This time I had an ice bath but my lye did not completely disolve, I couldn't tell because the milk kinda looked curdled (which was that same as the last time). The only difference was the ice bath, could it have been TOO cold?
If I rebatch my soap, will the GM change color in the heat?
I have little lye bubbles all in my soap. I'm guessing I will need to add more oils to use up the extra lye, or should I just throw it away and start from scratch?
 
I am not a pro and I don't know about rebatching.

I have given up mixing lye to the goat's milk. I use part of my liquid as water or aloe juice and use that liquid to mix my lye with then once everything is room temp I mix my liquid lye mix to my oils and then add my goat's milk. I don't let it gel and my soap is a cream/light tan color.

Even if I mix my water in ice bath to get the liquid to cool off quicker the lye sticks to the bottom of my pan. I don't know how to keep it from happening.

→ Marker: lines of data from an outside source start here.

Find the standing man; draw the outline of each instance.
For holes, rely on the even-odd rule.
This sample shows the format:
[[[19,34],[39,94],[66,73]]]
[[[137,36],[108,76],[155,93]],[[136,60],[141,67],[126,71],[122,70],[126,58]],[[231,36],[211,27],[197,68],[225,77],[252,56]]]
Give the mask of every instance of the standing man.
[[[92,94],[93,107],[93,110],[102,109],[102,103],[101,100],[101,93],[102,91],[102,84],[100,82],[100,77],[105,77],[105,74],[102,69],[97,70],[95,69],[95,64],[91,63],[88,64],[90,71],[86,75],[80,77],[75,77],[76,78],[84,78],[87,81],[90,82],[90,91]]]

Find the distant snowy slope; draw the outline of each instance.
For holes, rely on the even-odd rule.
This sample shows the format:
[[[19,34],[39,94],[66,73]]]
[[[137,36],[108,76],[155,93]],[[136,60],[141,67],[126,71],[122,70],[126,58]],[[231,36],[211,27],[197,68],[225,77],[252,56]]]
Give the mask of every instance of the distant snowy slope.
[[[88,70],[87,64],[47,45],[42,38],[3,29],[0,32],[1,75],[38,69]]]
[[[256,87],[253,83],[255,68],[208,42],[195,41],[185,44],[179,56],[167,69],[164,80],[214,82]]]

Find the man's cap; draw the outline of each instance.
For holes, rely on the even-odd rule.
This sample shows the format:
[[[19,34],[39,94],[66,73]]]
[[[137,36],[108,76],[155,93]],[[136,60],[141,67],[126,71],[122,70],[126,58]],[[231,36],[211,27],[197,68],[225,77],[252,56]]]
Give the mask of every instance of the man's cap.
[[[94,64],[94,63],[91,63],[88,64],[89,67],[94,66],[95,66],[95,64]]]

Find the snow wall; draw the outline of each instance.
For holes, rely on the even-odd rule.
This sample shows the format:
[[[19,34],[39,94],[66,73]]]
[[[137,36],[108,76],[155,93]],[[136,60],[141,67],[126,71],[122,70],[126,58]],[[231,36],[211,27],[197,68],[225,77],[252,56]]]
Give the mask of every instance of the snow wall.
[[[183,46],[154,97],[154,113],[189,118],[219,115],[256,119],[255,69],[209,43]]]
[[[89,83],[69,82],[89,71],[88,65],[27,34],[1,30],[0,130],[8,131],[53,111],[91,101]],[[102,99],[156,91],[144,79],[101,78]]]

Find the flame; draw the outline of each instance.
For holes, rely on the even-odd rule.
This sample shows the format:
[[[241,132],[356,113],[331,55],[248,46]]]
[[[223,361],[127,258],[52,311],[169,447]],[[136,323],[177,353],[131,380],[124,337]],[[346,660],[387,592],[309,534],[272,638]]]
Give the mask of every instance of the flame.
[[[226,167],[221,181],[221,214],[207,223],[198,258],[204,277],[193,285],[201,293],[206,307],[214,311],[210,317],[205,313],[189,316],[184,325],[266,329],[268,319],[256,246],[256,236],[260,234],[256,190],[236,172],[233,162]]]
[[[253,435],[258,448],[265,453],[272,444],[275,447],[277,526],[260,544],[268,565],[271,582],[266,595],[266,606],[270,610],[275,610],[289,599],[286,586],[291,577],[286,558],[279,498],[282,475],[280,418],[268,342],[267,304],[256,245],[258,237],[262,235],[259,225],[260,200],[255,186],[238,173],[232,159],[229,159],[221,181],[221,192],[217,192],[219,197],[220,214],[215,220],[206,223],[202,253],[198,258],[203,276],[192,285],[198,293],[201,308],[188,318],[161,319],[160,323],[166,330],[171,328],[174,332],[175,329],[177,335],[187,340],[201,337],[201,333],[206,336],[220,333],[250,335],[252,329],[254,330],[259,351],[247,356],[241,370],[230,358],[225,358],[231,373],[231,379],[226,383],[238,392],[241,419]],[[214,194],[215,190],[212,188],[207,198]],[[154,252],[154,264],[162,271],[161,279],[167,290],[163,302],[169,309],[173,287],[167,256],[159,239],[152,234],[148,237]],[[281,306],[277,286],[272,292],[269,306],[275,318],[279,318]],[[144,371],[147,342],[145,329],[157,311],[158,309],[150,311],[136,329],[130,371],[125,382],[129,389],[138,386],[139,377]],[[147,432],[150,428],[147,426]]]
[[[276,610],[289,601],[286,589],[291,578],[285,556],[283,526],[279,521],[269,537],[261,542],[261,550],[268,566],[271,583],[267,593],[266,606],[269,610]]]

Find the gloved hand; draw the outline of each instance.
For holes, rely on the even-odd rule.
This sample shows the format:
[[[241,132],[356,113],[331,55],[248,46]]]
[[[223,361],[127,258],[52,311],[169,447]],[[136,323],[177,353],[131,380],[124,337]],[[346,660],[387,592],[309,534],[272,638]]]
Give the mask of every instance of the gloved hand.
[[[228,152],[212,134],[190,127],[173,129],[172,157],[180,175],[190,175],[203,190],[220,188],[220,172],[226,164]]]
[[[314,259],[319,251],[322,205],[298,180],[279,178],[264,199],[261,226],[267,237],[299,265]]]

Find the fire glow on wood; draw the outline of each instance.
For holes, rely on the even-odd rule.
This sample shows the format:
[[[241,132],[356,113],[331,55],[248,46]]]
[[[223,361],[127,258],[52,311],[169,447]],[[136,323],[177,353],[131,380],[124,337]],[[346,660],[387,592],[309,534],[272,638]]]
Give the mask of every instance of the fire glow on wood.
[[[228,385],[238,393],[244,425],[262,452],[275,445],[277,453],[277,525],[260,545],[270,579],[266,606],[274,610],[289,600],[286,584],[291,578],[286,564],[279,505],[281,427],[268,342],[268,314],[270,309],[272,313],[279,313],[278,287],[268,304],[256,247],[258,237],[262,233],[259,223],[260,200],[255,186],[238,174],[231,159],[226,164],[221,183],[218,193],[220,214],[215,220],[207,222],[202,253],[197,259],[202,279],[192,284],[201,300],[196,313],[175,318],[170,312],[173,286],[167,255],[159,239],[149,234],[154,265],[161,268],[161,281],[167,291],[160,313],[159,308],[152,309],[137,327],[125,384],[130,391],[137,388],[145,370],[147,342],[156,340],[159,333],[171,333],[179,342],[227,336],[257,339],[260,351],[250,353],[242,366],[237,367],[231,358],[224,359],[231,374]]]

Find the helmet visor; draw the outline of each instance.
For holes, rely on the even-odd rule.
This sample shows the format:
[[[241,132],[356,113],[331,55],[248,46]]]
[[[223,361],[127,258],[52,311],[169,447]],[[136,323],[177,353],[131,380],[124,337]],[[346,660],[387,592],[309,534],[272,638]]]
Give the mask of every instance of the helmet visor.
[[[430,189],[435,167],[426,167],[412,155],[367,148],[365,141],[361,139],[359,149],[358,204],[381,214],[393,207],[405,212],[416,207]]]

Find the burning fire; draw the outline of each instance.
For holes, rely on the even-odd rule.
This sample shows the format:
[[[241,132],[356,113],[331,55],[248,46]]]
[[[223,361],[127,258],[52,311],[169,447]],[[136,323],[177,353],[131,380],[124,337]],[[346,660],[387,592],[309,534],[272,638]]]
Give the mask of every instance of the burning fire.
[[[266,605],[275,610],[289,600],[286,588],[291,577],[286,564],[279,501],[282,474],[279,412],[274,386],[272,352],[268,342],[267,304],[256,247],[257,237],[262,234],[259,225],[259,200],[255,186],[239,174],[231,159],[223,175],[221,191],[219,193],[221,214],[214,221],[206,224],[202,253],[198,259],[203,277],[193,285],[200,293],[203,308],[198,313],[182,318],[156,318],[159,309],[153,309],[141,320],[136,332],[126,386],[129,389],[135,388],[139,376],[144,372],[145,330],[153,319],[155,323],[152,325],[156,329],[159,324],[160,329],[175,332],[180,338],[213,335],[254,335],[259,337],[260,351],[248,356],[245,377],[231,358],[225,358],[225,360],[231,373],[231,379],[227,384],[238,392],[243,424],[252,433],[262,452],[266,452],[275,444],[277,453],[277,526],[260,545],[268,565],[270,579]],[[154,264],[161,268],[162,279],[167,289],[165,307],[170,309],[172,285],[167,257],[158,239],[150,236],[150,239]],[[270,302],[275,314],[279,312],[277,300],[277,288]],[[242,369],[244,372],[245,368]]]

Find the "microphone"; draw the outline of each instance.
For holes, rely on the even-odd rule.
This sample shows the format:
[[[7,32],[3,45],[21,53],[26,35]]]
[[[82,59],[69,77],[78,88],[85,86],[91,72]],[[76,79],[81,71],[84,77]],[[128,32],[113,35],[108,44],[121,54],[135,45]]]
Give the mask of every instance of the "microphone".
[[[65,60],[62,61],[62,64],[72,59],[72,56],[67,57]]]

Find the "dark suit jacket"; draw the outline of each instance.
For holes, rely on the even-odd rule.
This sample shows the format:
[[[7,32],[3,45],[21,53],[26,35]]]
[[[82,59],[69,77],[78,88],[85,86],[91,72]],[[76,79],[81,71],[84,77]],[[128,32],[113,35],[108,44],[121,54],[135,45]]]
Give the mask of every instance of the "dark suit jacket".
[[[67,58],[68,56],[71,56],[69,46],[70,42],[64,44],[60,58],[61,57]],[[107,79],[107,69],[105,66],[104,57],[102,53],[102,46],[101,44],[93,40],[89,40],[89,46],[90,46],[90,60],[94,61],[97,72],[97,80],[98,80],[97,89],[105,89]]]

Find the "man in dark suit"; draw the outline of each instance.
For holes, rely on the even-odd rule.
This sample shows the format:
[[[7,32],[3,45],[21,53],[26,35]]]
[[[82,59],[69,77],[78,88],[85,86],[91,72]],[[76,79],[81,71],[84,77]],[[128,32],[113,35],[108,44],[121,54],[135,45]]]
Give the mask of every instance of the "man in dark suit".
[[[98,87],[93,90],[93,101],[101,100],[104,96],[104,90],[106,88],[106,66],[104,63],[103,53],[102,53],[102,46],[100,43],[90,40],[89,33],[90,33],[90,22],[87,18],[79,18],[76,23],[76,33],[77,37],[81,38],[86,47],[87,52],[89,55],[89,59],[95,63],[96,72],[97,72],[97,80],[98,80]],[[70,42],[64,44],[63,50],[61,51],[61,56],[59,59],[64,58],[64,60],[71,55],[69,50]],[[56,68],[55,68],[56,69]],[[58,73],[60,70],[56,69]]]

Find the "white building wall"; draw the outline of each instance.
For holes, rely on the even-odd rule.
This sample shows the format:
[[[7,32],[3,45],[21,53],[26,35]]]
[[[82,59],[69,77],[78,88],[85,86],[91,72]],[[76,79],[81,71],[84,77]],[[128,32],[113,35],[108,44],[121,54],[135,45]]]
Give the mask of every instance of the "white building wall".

Sorry I couldn't be of any help.

jackie
 
I don't know for sure, I haven't rebatched anything that was lye heavy. From my understanding you can only rebatch a lye heavy or light batch if you know the exact amount of lye or fat you left out. If I was to try, I'd say make sure you dissolve the soap VERY well with some water before you add extra oil. But really it probably isn't worth the risk. No matter how well I mix, melt, or manhandle my rebatches they never completely dissolve the original batch and I'd be worried someof those lye pockets would be left undissolved.